Noise analysis of derivative-action biomolecular topologies
Noise analysis of derivative-action biomolecular topologies
Alexis, E.; Espinel-Rios, S.; Laurenti, L.; Cardelli, L.; Kevrekidis, I. G.; Rowley, C. W.; Avalos, J. L.
AbstractTemporal gradient sensing is a fundamental capability observed across diverse natural biological systems, contributing to the coordination of their functions. Harnessing this ability is also of significant interest in synthetic biology, particularly for sensing and control applications. In this work, we focus on a biomolecular topology that exemplifies a broader class of signal-differentiating architectures, while introducing a structural variant of it. We examine their behavior under both nominal and non-ideal conditions, accounting for stochastic noise arising from different sources.
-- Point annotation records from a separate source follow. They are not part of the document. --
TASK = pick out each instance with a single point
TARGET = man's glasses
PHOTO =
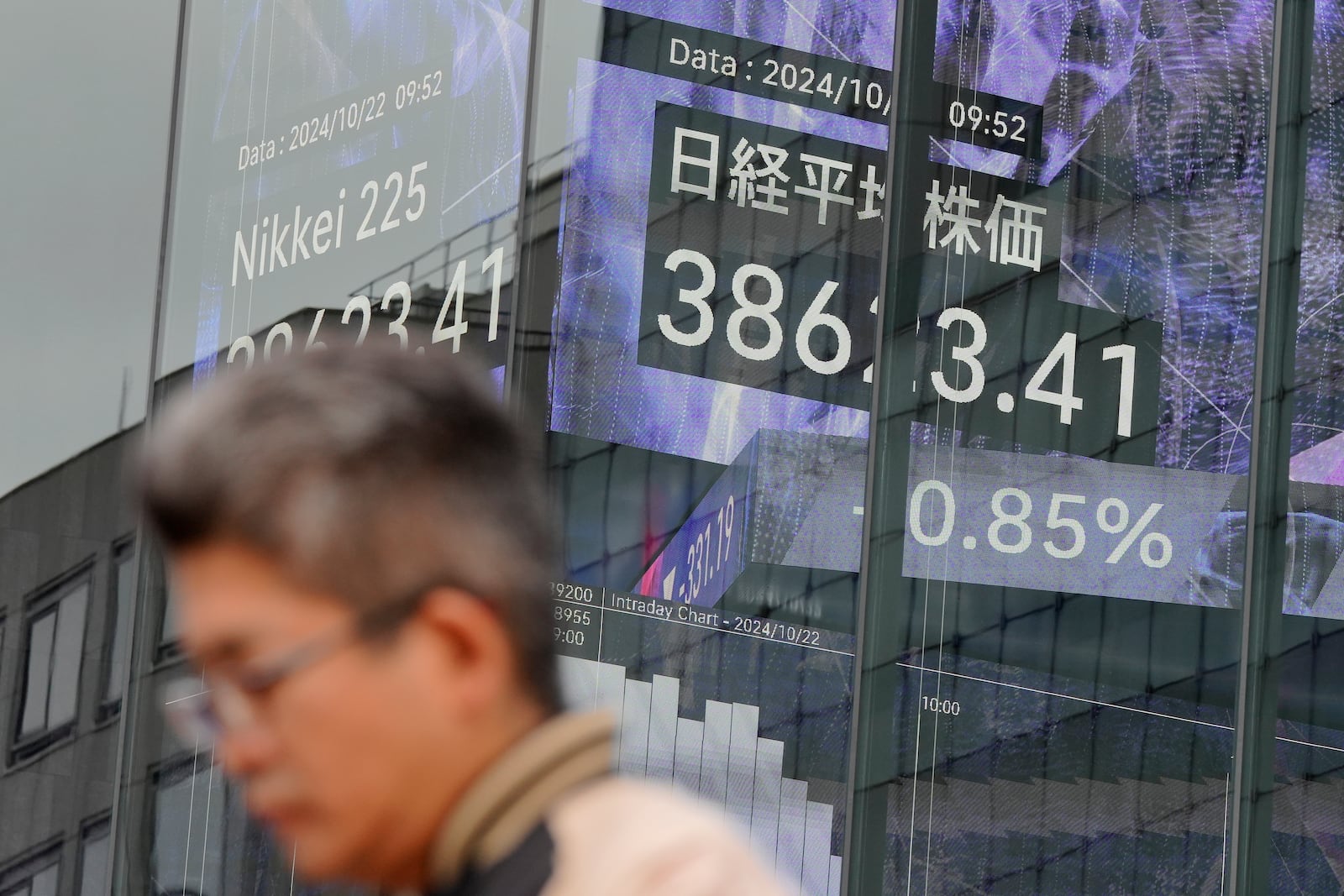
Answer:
(201, 708)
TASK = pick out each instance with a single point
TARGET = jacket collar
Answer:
(514, 795)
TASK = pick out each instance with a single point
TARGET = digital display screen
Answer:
(346, 174)
(709, 374)
(1061, 490)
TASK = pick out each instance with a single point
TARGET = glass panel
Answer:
(1308, 748)
(124, 594)
(1058, 535)
(344, 174)
(706, 196)
(40, 637)
(84, 164)
(67, 658)
(190, 833)
(93, 875)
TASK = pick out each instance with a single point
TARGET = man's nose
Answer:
(245, 750)
(244, 746)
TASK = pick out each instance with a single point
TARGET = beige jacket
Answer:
(550, 819)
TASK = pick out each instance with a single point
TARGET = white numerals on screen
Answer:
(965, 355)
(933, 520)
(1126, 419)
(813, 318)
(1065, 355)
(749, 309)
(757, 296)
(396, 302)
(694, 297)
(400, 187)
(967, 380)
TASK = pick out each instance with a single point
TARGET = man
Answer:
(360, 544)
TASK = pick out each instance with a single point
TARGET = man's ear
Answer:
(468, 636)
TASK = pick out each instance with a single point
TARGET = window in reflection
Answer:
(190, 832)
(37, 876)
(93, 859)
(121, 600)
(51, 671)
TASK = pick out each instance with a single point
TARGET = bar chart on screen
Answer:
(721, 759)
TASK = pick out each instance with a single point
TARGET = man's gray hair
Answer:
(371, 474)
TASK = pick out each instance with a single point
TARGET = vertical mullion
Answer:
(1267, 513)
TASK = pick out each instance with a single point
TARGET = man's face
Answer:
(349, 759)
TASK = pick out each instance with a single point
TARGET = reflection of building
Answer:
(67, 553)
(87, 631)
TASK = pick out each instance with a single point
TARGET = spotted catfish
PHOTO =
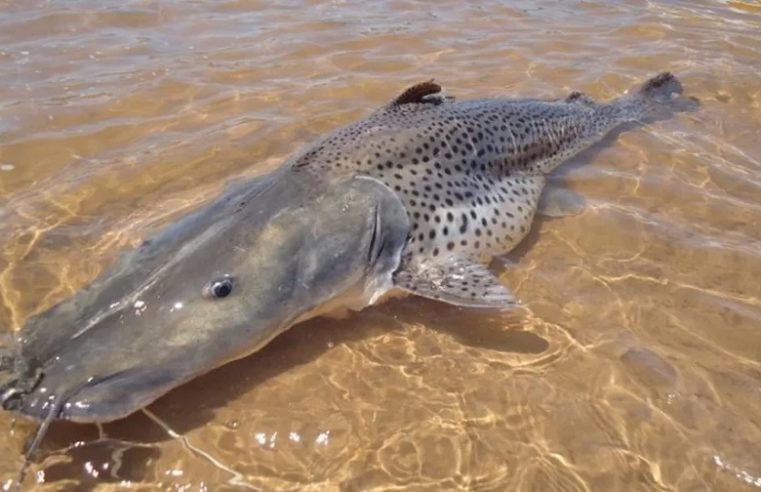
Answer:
(416, 197)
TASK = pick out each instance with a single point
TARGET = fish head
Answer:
(214, 287)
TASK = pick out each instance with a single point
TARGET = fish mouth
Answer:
(102, 399)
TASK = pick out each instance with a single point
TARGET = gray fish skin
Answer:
(470, 173)
(291, 245)
(417, 196)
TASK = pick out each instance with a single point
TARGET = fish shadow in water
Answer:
(134, 441)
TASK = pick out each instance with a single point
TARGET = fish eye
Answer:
(221, 288)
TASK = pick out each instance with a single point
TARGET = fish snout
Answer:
(97, 399)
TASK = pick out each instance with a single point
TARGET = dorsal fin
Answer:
(579, 97)
(419, 93)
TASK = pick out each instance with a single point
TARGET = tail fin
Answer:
(657, 97)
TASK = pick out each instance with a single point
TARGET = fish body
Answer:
(416, 197)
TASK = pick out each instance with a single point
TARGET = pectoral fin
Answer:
(455, 280)
(558, 201)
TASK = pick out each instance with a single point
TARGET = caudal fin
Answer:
(658, 97)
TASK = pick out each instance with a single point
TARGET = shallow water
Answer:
(637, 362)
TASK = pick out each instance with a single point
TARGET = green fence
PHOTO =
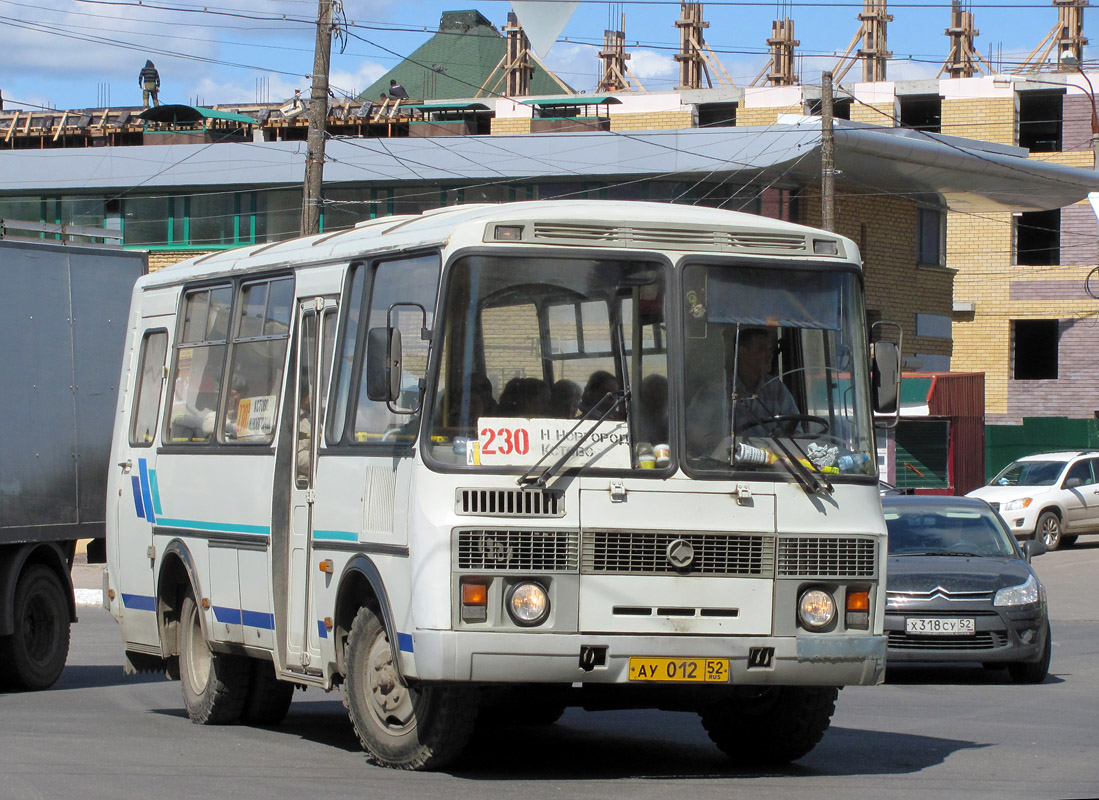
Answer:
(1038, 434)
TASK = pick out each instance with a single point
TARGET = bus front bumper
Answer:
(587, 658)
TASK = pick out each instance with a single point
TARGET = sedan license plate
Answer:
(940, 626)
(691, 670)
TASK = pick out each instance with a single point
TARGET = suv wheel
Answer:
(1048, 530)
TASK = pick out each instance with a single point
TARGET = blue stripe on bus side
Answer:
(139, 506)
(223, 526)
(156, 491)
(145, 493)
(139, 602)
(228, 615)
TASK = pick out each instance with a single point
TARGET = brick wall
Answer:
(988, 119)
(661, 120)
(896, 288)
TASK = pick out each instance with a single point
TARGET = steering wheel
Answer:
(787, 422)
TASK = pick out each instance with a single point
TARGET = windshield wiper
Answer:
(941, 553)
(528, 477)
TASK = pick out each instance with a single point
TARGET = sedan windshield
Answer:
(1029, 474)
(946, 532)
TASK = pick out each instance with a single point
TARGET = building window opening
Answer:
(1038, 239)
(922, 112)
(1040, 121)
(1034, 350)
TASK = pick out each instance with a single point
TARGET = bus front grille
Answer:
(509, 502)
(826, 557)
(672, 553)
(518, 551)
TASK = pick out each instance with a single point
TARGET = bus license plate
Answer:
(691, 670)
(940, 626)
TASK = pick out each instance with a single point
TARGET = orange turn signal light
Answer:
(858, 600)
(475, 593)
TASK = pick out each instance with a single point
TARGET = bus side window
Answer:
(146, 407)
(407, 280)
(199, 363)
(258, 352)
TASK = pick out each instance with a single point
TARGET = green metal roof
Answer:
(191, 113)
(576, 100)
(446, 107)
(456, 63)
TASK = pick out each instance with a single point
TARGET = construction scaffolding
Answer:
(696, 58)
(964, 60)
(874, 53)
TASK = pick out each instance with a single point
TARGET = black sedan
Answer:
(959, 588)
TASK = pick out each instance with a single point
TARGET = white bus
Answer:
(504, 459)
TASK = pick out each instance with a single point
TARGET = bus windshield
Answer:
(774, 374)
(537, 350)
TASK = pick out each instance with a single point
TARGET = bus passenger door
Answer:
(315, 335)
(139, 498)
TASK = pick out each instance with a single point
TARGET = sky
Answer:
(77, 54)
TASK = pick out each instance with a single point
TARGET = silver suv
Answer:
(1053, 496)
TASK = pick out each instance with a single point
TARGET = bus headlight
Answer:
(528, 603)
(816, 609)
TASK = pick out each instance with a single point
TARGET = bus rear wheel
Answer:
(33, 656)
(215, 685)
(401, 726)
(770, 725)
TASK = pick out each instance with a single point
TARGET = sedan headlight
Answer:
(1023, 595)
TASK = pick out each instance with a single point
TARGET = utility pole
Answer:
(318, 120)
(828, 155)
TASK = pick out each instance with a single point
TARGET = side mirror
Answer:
(885, 377)
(384, 364)
(1033, 547)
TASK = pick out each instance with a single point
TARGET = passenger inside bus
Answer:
(565, 399)
(761, 397)
(596, 392)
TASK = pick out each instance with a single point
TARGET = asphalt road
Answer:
(955, 731)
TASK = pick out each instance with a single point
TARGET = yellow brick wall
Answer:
(662, 120)
(161, 259)
(987, 119)
(764, 115)
(884, 228)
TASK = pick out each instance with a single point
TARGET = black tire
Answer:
(215, 685)
(268, 699)
(401, 726)
(769, 725)
(1033, 671)
(1047, 530)
(33, 656)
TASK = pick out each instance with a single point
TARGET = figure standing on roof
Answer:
(150, 81)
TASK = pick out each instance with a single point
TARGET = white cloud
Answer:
(651, 64)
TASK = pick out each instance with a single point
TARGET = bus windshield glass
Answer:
(539, 352)
(774, 375)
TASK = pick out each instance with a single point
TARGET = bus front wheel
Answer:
(215, 685)
(770, 725)
(401, 726)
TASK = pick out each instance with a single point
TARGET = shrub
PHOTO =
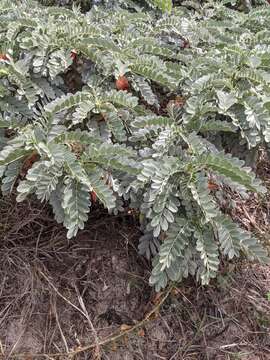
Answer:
(138, 109)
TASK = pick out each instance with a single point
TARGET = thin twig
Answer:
(112, 338)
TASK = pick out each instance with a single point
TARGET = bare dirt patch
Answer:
(57, 297)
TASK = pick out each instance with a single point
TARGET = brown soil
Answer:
(57, 297)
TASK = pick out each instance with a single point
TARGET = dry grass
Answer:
(90, 298)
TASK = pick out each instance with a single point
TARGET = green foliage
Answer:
(198, 77)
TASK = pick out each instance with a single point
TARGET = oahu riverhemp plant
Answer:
(138, 107)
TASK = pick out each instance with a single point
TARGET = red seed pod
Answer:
(122, 83)
(4, 57)
(73, 55)
(93, 196)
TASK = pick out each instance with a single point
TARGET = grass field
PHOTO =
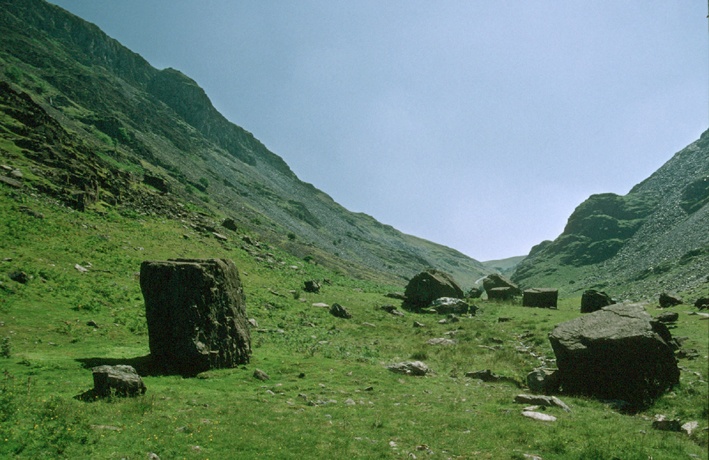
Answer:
(330, 394)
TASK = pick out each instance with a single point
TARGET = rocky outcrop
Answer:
(428, 286)
(196, 314)
(615, 353)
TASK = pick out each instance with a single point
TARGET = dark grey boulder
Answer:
(119, 380)
(667, 300)
(540, 297)
(311, 286)
(616, 353)
(339, 311)
(196, 314)
(592, 300)
(496, 280)
(428, 286)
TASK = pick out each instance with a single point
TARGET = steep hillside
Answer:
(655, 238)
(95, 125)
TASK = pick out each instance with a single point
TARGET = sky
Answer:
(479, 125)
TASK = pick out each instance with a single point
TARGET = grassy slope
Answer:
(346, 404)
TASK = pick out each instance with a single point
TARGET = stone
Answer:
(616, 353)
(19, 277)
(428, 286)
(416, 368)
(448, 305)
(496, 280)
(540, 297)
(196, 314)
(119, 380)
(539, 416)
(662, 423)
(440, 341)
(592, 300)
(229, 224)
(543, 381)
(338, 311)
(311, 286)
(702, 303)
(542, 400)
(668, 317)
(667, 300)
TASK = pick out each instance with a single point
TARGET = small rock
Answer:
(410, 368)
(539, 416)
(689, 427)
(662, 423)
(339, 311)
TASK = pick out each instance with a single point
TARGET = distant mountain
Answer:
(654, 239)
(99, 128)
(504, 266)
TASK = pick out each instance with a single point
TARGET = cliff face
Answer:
(655, 237)
(121, 117)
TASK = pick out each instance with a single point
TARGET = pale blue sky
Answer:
(480, 125)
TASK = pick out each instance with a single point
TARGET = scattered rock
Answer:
(539, 416)
(311, 286)
(416, 368)
(488, 376)
(689, 427)
(702, 303)
(662, 423)
(119, 380)
(543, 380)
(428, 286)
(441, 341)
(540, 297)
(592, 300)
(196, 314)
(19, 277)
(617, 352)
(667, 300)
(339, 311)
(230, 224)
(668, 317)
(542, 400)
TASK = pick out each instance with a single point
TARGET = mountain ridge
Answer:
(160, 124)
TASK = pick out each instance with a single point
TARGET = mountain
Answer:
(96, 126)
(654, 239)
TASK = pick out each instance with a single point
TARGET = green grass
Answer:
(329, 395)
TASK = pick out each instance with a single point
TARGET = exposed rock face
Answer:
(196, 314)
(617, 352)
(428, 286)
(540, 297)
(498, 281)
(667, 300)
(120, 380)
(593, 300)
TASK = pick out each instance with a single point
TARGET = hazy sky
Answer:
(479, 125)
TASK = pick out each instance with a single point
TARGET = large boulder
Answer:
(540, 297)
(119, 380)
(496, 280)
(196, 314)
(428, 286)
(616, 353)
(592, 300)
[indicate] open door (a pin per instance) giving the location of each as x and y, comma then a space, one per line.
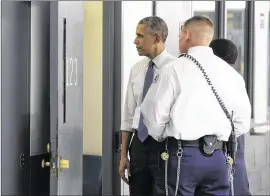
66, 104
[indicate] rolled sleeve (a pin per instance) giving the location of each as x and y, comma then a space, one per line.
129, 108
242, 112
157, 104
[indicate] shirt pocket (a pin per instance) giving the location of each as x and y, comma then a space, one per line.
137, 88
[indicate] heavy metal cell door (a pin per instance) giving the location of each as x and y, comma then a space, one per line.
66, 100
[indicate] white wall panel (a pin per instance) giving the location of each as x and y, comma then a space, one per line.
261, 56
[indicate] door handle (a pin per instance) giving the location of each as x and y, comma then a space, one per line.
45, 164
64, 164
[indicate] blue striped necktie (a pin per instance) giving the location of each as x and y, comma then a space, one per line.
142, 130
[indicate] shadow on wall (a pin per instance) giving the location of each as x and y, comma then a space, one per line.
92, 90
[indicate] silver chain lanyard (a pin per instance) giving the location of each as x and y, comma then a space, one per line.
179, 155
230, 173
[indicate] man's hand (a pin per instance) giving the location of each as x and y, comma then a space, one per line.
124, 164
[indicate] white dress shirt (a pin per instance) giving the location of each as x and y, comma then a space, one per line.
131, 109
181, 104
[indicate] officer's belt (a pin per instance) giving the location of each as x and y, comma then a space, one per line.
173, 143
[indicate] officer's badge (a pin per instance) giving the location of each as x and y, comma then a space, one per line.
156, 78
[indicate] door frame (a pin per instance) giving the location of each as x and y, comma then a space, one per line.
111, 97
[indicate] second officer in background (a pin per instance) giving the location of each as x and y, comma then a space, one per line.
192, 108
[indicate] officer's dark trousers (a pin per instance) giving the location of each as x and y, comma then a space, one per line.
241, 184
144, 162
199, 175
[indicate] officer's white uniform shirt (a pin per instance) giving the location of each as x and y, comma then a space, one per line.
131, 108
181, 104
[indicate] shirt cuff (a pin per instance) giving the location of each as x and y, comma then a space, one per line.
126, 127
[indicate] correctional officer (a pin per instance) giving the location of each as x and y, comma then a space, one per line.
227, 50
151, 34
192, 109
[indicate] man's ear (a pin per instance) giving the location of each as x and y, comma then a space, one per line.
158, 39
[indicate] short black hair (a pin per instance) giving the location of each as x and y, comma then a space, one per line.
199, 18
156, 25
225, 49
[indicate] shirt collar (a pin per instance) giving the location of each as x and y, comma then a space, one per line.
159, 60
200, 49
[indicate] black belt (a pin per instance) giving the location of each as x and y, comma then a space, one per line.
173, 143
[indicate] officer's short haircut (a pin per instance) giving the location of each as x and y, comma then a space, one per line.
156, 25
225, 49
199, 18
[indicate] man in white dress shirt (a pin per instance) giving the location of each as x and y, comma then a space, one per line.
151, 34
182, 112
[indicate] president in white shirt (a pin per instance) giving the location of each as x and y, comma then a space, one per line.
180, 109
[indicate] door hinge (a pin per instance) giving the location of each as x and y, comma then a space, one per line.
117, 141
22, 160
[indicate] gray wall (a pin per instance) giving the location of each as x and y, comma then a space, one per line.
257, 162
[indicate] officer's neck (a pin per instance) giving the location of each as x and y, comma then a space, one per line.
156, 52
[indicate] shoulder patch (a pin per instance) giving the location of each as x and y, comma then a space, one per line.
156, 78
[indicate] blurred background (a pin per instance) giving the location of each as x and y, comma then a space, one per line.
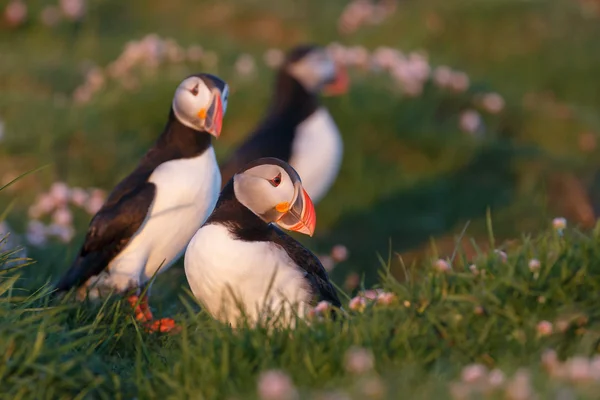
455, 107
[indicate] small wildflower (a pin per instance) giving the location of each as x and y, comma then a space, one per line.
534, 265
496, 378
322, 307
62, 216
559, 223
519, 388
273, 58
327, 262
245, 65
15, 13
386, 298
578, 369
276, 385
339, 253
358, 303
358, 360
352, 281
503, 256
493, 103
470, 121
442, 265
473, 373
544, 328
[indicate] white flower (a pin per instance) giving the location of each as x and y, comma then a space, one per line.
473, 373
470, 121
559, 223
276, 385
493, 103
442, 265
534, 265
358, 360
339, 253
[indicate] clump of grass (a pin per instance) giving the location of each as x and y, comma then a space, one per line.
437, 322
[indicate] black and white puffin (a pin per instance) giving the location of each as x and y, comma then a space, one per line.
297, 129
151, 215
239, 258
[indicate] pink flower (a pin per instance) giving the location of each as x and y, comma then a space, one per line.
73, 9
358, 360
245, 65
352, 281
78, 196
62, 216
559, 223
459, 81
358, 303
473, 373
327, 262
322, 307
15, 13
470, 121
60, 192
273, 58
493, 103
502, 255
496, 378
276, 385
534, 265
386, 298
194, 53
50, 16
339, 253
544, 328
442, 265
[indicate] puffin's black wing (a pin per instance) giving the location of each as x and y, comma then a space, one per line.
111, 229
305, 259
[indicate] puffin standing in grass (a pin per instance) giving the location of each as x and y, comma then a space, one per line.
297, 129
151, 215
240, 264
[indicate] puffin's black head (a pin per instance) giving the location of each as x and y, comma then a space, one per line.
315, 69
272, 190
200, 102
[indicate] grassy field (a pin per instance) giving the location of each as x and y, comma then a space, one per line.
412, 176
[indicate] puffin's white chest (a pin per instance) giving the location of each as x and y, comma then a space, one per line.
317, 153
186, 193
217, 266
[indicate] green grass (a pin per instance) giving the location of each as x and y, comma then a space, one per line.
409, 178
65, 350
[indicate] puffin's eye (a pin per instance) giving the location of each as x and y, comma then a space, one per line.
275, 181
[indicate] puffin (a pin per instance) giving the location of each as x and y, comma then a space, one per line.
150, 216
240, 264
297, 129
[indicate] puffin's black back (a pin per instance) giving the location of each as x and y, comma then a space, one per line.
246, 226
127, 205
290, 105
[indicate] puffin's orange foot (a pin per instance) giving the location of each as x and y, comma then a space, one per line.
165, 325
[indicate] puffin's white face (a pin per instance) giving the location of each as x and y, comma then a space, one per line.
317, 71
273, 191
200, 102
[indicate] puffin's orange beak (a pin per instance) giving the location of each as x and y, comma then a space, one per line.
301, 216
213, 117
340, 83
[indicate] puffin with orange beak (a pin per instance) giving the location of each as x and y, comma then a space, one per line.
297, 128
151, 215
239, 264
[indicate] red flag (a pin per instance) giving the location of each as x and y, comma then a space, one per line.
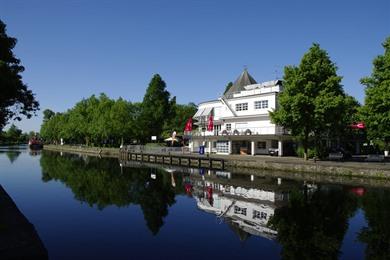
358, 125
210, 124
188, 127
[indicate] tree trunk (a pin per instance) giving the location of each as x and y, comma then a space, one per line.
305, 146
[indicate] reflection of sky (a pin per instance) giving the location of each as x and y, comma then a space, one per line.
356, 223
71, 228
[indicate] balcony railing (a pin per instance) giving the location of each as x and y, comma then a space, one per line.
269, 130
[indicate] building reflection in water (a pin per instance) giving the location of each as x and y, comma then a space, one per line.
245, 208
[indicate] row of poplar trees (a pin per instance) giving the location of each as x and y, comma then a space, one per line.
102, 121
314, 106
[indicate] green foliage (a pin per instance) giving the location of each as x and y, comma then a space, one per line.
157, 108
376, 110
313, 103
15, 99
180, 116
101, 121
311, 153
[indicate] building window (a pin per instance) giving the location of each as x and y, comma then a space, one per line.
238, 210
222, 146
241, 106
261, 145
259, 215
261, 104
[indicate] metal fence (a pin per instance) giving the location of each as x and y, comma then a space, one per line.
155, 149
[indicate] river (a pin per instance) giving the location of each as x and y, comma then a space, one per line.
98, 208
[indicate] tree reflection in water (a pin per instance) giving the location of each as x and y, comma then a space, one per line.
99, 182
376, 206
309, 222
313, 224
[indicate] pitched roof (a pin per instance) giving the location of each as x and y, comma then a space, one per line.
243, 80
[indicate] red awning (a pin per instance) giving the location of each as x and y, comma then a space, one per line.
210, 124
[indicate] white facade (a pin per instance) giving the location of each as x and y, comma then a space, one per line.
241, 120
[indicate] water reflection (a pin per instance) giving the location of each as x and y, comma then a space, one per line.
376, 205
308, 220
314, 222
99, 182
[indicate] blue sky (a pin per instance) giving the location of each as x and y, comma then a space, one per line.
73, 49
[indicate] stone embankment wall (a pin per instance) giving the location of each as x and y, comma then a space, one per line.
347, 169
239, 163
102, 151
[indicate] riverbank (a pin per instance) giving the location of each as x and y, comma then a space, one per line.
286, 164
99, 151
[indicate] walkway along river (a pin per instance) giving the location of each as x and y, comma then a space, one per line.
86, 207
291, 164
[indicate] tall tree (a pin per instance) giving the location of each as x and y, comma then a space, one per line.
313, 103
376, 110
15, 99
156, 108
47, 114
180, 116
13, 134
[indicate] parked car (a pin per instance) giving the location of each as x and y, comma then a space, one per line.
339, 154
273, 151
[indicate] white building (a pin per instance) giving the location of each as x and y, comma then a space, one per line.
241, 120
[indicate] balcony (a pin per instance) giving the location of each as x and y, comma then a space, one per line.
269, 130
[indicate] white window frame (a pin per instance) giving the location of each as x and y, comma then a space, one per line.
242, 106
261, 104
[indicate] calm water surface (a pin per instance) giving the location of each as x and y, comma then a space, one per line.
91, 208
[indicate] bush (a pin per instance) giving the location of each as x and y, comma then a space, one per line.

Our investigation includes scenarios where these topologies operate independently, as well as when embedded within minimal regulatory architectures based on negative as well as positive feedback. We analyze the stability of the resulting macroscopic dynamics - a prerequisite for practical deployment - and quantify stochastic fluctuations in system output, providing comparisons with the corresponding input/unregulated process. Importantly, our results demonstrate that signal differentiation can be effectively implemented in a biomolecular setting without incurring deleterious noise amplification - a major concern in the utilization of derivative action across disciplines.